I had a good idea that my words had not pleased either one of them, but the Commissioner had lived long enough to know that it was best to keep quiet, while the young Batman had not come to that same conclusion. In the end it did not matter, because Gordon left the room, dragging the Bat out behind him, and finally I was alone with the one that I loved, well, as alone as we could be, that is.

I felt her hands on my face and closed my eyes when she slipped her fingers beneath the bands that were holding the paper mask on my face and smiled at her as she pulled it free, then tossed it aside. It was a joke, something that I had done in an effort to make the Batman and the Commissioner uneasy, but now it was a hindrance, an obstacle, one that kept me from kissing her lips, from tasting her as I needed to, and I was not the least bit sad to see it go.

"Hello, my dear Malayna," I whispered, running my fingers through her hair, smoothing it back away from her face. "I have missed you so very much, my love."

She smiled at me and rubbed her face against my palms, first one cheek, and then the other. "I missed you too," she said, taking my hands and placing them on her waist. "I asked to see you at once, but my pleas didn't hold much sway with either of your jailers, I'm afraid."

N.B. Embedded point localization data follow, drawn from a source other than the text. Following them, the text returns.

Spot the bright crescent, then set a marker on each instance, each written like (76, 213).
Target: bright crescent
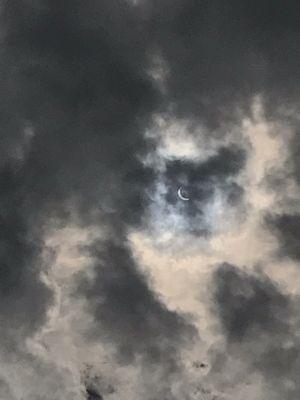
(180, 195)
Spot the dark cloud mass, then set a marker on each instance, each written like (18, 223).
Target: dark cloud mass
(247, 304)
(79, 94)
(287, 228)
(129, 314)
(259, 325)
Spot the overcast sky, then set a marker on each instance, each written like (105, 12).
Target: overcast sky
(111, 286)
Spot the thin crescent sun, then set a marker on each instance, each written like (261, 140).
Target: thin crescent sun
(181, 196)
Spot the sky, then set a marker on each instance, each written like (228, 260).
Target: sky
(111, 286)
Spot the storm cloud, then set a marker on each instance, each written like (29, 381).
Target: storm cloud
(83, 84)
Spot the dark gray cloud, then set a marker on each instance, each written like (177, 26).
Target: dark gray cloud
(222, 53)
(128, 314)
(287, 228)
(86, 103)
(77, 100)
(201, 181)
(260, 323)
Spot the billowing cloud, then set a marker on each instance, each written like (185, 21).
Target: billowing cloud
(107, 109)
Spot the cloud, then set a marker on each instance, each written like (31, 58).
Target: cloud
(258, 321)
(287, 228)
(128, 314)
(82, 85)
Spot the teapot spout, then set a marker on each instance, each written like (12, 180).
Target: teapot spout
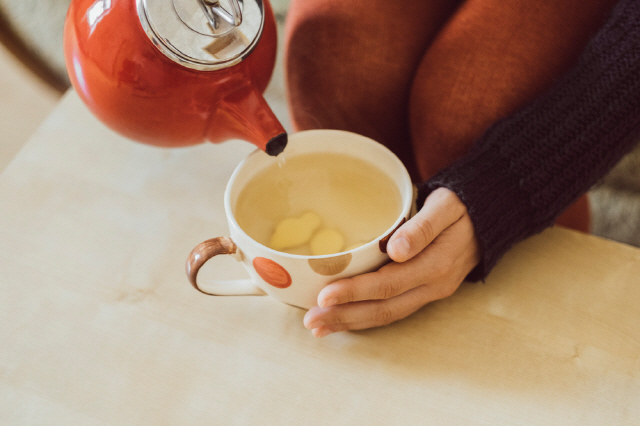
(244, 114)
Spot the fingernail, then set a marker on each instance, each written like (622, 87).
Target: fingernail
(328, 302)
(401, 247)
(321, 333)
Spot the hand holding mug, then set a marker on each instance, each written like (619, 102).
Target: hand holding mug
(432, 253)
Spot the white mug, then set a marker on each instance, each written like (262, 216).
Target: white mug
(295, 279)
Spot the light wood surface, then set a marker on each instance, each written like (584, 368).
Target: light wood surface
(99, 325)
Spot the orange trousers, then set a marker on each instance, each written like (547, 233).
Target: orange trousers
(428, 77)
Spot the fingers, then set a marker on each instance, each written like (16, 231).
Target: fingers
(369, 314)
(441, 209)
(397, 289)
(389, 281)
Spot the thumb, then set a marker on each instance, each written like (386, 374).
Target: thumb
(441, 209)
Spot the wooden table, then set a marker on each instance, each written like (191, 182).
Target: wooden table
(98, 325)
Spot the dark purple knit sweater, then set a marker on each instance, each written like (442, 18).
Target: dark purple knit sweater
(525, 170)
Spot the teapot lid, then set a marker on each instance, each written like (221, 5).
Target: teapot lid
(203, 34)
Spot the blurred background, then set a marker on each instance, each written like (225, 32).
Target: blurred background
(32, 76)
(33, 79)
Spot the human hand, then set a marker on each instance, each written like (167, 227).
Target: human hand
(432, 253)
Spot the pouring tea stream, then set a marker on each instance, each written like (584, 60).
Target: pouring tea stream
(175, 73)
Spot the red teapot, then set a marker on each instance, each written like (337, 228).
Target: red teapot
(175, 73)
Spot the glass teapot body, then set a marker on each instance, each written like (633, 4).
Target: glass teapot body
(138, 91)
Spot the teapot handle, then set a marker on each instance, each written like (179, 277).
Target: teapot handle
(206, 251)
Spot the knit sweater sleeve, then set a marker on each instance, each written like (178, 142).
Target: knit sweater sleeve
(526, 169)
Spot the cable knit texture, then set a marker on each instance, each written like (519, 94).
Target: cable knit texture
(525, 170)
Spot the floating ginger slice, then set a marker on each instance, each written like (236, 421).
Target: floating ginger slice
(294, 231)
(327, 241)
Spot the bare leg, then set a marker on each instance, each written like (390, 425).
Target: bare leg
(350, 65)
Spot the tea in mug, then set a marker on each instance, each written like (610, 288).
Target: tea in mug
(318, 203)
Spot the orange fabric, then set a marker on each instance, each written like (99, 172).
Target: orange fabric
(426, 78)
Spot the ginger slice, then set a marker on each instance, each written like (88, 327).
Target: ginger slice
(326, 241)
(294, 231)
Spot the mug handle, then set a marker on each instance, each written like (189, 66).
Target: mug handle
(207, 250)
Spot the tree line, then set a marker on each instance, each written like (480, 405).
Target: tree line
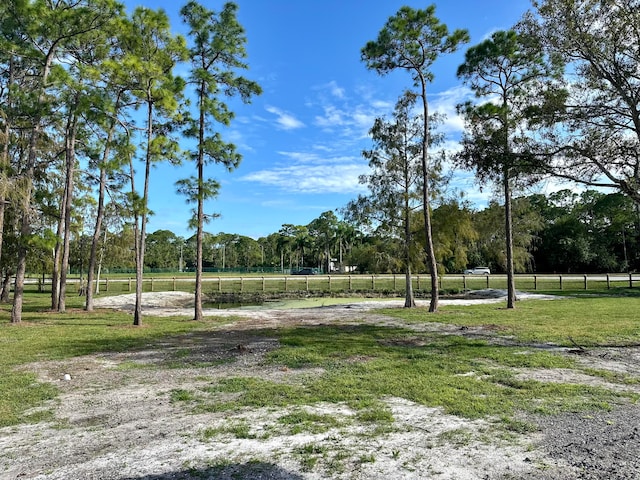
(88, 89)
(562, 232)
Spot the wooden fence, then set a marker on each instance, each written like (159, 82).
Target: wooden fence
(361, 283)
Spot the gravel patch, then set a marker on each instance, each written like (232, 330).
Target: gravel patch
(116, 422)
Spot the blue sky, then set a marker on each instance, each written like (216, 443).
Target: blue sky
(302, 139)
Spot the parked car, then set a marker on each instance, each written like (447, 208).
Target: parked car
(478, 271)
(304, 271)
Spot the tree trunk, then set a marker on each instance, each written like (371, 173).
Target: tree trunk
(511, 287)
(4, 160)
(409, 300)
(57, 253)
(97, 230)
(137, 316)
(199, 235)
(6, 287)
(72, 130)
(431, 255)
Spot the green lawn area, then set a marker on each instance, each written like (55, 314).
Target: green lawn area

She wanted to kiss me, I could see her desire as clear as day in the depths of her eyes, and I wanted her to do so, truth be told, I needed her to do so, but there was business that needed to be done before we gave in to our longings. There was a school of thought that said that we could embrace first, and indulge in one another, and tend to my need for my medication afterwards, but I was wise enough to know that we had to see to the unpleasantness first, because there would be no way that I would want to stop once my lips met hers. As a matter of fact, I had every intention of making them separate us physically, because that was the only way that I would let her go.


"Are you feeling better?"

I looked up from the table that I had been studying and saw the Commissioner watching me from the doorway, with a plain ceramic cup in one hand and a stack of files in the other. "Well as can be, thank you for your concern."

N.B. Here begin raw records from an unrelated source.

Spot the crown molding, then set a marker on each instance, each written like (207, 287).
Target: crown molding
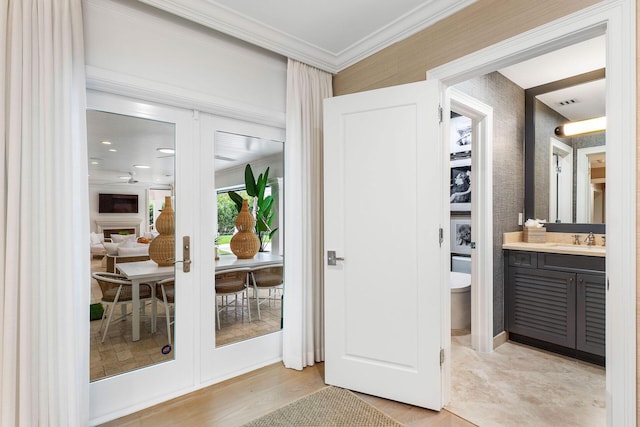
(225, 20)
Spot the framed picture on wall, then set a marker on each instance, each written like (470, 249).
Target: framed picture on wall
(460, 185)
(461, 235)
(460, 128)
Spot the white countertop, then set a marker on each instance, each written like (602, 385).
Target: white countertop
(558, 248)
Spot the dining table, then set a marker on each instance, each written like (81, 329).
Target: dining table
(150, 272)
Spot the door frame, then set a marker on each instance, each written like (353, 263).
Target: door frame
(616, 19)
(481, 116)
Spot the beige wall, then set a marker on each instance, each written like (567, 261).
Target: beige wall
(482, 24)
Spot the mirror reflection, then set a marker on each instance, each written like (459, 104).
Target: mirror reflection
(131, 177)
(249, 277)
(570, 171)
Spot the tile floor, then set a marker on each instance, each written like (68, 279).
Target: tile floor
(517, 385)
(118, 353)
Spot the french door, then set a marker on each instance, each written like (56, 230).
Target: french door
(195, 360)
(131, 390)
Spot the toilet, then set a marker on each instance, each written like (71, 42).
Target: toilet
(460, 292)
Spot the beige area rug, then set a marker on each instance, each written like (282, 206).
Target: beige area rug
(331, 406)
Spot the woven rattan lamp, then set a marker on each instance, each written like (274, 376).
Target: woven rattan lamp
(162, 247)
(245, 243)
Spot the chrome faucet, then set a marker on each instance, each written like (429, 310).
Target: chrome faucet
(590, 240)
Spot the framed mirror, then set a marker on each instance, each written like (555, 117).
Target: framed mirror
(565, 177)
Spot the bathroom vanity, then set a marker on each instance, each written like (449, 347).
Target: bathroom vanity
(555, 297)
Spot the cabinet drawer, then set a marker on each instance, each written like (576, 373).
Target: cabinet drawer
(573, 263)
(523, 259)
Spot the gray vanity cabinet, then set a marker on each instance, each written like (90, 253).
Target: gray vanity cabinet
(590, 317)
(557, 302)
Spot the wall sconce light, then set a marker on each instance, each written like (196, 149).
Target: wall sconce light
(584, 126)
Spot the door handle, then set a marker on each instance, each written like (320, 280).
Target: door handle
(332, 258)
(186, 254)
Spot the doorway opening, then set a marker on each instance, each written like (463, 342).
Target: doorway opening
(558, 156)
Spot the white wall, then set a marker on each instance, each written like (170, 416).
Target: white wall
(152, 49)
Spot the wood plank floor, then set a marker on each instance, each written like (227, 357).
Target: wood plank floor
(244, 398)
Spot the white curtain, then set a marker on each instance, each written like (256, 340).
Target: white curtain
(303, 333)
(44, 249)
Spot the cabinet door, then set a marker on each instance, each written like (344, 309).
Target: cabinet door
(590, 304)
(542, 305)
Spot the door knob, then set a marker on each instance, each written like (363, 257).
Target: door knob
(332, 258)
(186, 254)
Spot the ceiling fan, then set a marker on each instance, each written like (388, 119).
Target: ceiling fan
(129, 180)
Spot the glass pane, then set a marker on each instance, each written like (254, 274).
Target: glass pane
(249, 255)
(131, 174)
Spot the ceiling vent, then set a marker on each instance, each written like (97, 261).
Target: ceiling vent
(567, 102)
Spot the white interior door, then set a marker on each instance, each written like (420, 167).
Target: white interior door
(383, 210)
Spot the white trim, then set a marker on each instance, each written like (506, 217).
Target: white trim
(135, 87)
(617, 19)
(481, 217)
(583, 182)
(221, 18)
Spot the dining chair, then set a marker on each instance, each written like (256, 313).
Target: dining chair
(165, 292)
(266, 277)
(116, 290)
(233, 282)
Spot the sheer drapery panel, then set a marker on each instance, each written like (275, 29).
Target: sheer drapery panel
(44, 215)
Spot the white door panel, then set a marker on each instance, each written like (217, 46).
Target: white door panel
(383, 198)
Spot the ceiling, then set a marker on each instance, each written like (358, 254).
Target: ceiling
(575, 103)
(119, 145)
(329, 34)
(329, 40)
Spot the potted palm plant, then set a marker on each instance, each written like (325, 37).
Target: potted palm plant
(263, 210)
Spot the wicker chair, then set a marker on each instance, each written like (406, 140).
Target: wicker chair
(116, 290)
(266, 277)
(232, 282)
(165, 292)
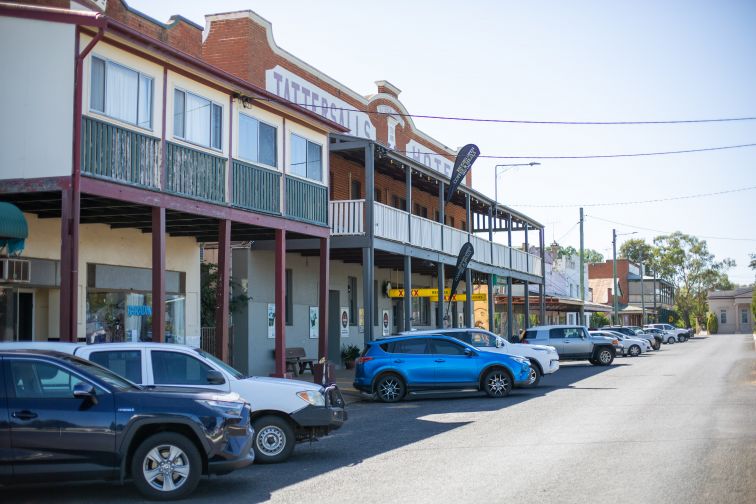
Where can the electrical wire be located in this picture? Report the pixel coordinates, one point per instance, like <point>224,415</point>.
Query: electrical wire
<point>638,202</point>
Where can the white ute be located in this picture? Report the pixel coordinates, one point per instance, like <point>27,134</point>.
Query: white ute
<point>283,411</point>
<point>544,359</point>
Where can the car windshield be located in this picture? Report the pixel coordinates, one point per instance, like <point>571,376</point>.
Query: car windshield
<point>228,369</point>
<point>106,375</point>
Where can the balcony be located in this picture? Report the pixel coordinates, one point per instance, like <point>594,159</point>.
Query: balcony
<point>346,217</point>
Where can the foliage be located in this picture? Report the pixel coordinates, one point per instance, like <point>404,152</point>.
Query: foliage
<point>685,261</point>
<point>598,319</point>
<point>208,294</point>
<point>349,352</point>
<point>712,324</point>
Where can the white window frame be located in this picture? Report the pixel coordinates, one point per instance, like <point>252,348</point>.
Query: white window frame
<point>323,170</point>
<point>103,112</point>
<point>212,102</point>
<point>238,147</point>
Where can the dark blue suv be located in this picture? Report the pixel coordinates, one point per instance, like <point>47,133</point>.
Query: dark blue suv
<point>391,367</point>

"We did some digging after we found you, and it took a hell of a lot of manpower and research, but we think that we might have found the men that you refer to as "X" and "Dr. Adelai"," Gordon said, sitting down across from me, nursing his cup of coffee as he looked at me, first at my face, then at my shackled hands, before he moved his eyes to my face once more.

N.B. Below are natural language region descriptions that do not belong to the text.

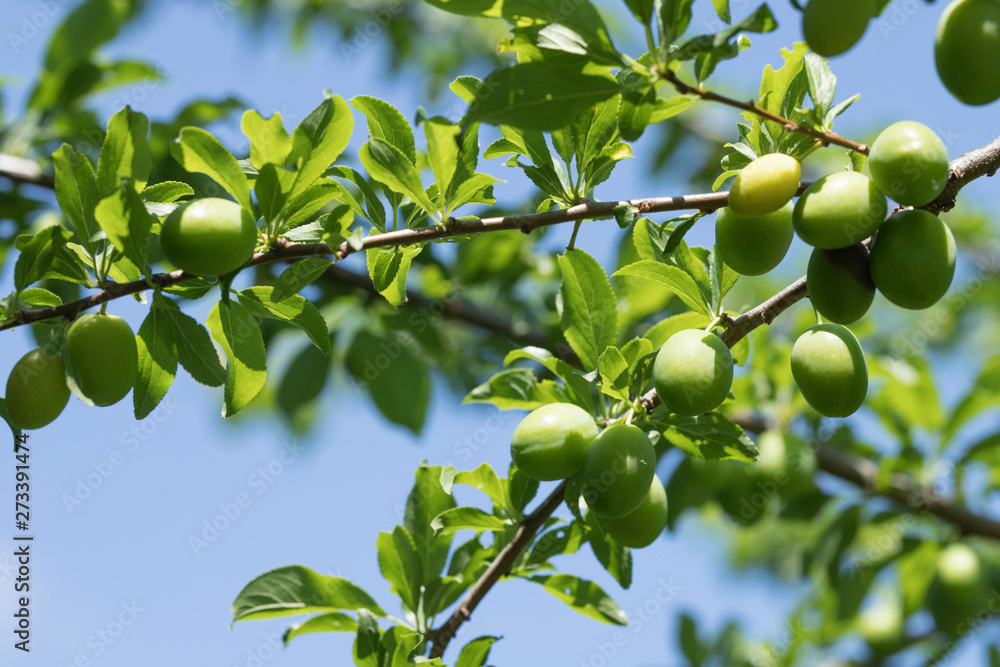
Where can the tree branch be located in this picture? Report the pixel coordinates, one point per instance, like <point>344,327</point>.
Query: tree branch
<point>825,138</point>
<point>498,568</point>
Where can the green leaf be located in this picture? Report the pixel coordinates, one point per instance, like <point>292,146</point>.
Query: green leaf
<point>589,309</point>
<point>124,218</point>
<point>318,141</point>
<point>584,596</point>
<point>427,500</point>
<point>388,165</point>
<point>124,153</point>
<point>198,151</point>
<point>482,478</point>
<point>269,141</point>
<point>395,375</point>
<point>711,437</point>
<point>400,565</point>
<point>236,331</point>
<point>476,652</point>
<point>294,309</point>
<point>298,275</point>
<point>387,124</point>
<point>76,193</point>
<point>467,517</point>
<point>676,279</point>
<point>517,388</point>
<point>614,372</point>
<point>368,640</point>
<point>334,621</point>
<point>298,590</point>
<point>36,255</point>
<point>157,359</point>
<point>538,96</point>
<point>614,556</point>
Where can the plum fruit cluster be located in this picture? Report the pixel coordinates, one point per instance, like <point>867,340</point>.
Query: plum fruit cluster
<point>911,261</point>
<point>105,360</point>
<point>616,468</point>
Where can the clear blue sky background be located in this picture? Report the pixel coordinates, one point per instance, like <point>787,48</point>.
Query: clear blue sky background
<point>128,543</point>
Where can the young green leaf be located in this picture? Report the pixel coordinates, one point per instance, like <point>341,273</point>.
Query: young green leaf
<point>236,331</point>
<point>298,590</point>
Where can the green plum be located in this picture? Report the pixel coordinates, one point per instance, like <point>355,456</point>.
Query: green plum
<point>640,527</point>
<point>830,370</point>
<point>617,471</point>
<point>840,284</point>
<point>552,441</point>
<point>881,625</point>
<point>967,50</point>
<point>831,27</point>
<point>765,185</point>
<point>753,245</point>
<point>909,162</point>
<point>106,357</point>
<point>209,237</point>
<point>36,390</point>
<point>839,210</point>
<point>913,259</point>
<point>693,372</point>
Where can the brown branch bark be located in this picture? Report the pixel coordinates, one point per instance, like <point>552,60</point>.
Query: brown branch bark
<point>826,138</point>
<point>498,568</point>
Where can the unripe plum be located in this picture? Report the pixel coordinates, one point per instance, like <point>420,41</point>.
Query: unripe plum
<point>967,50</point>
<point>765,185</point>
<point>830,370</point>
<point>831,27</point>
<point>36,390</point>
<point>552,441</point>
<point>106,356</point>
<point>839,210</point>
<point>753,245</point>
<point>693,372</point>
<point>640,527</point>
<point>209,237</point>
<point>913,259</point>
<point>617,471</point>
<point>840,284</point>
<point>909,162</point>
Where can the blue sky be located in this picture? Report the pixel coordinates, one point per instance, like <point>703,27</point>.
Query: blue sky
<point>124,554</point>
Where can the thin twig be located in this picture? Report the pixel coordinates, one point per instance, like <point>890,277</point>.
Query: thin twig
<point>824,138</point>
<point>498,568</point>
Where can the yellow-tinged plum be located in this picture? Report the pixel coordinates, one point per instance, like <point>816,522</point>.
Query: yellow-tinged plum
<point>36,390</point>
<point>617,471</point>
<point>106,357</point>
<point>830,370</point>
<point>839,210</point>
<point>765,185</point>
<point>831,27</point>
<point>909,162</point>
<point>552,441</point>
<point>913,259</point>
<point>753,245</point>
<point>640,527</point>
<point>967,50</point>
<point>693,372</point>
<point>209,237</point>
<point>840,284</point>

He slid a picture across the table and I leaned forward to study it. There were two men standing side by side, arms locked, with their other arm slung around the women who were standing to their sides, a step behind, as if they weren't worthy to stand as equals with their men. Dr. Adelai was smiling broadly, something that I had seen before, though this beam was different, one that was born of pure happiness, as opposed to smug disdain. I took the man beside him to be X, looking very dignified and serious, and not even remotely blind.

"Do you recognize them?" Gordon asked. "Do you know their names?"

"I do not recognize the women, but the men are Dr. Adelai and X," I replied, sliding the picture back toward him. He caught it in the center of the table and turned it back toward me.

"This woman here," he said, tapping the image of the woman standing beside Dr. Adelai "was named Phoebe, and this other was called Eira. Phoebe's husband was the man you knew as Dr. Adelai, but his name was actually George, just as you told me. The man who told you to call him X was his brother, a man named Edmund Dorrance, known to some as King Snake…do any of those names sound familiar to you, Bane?"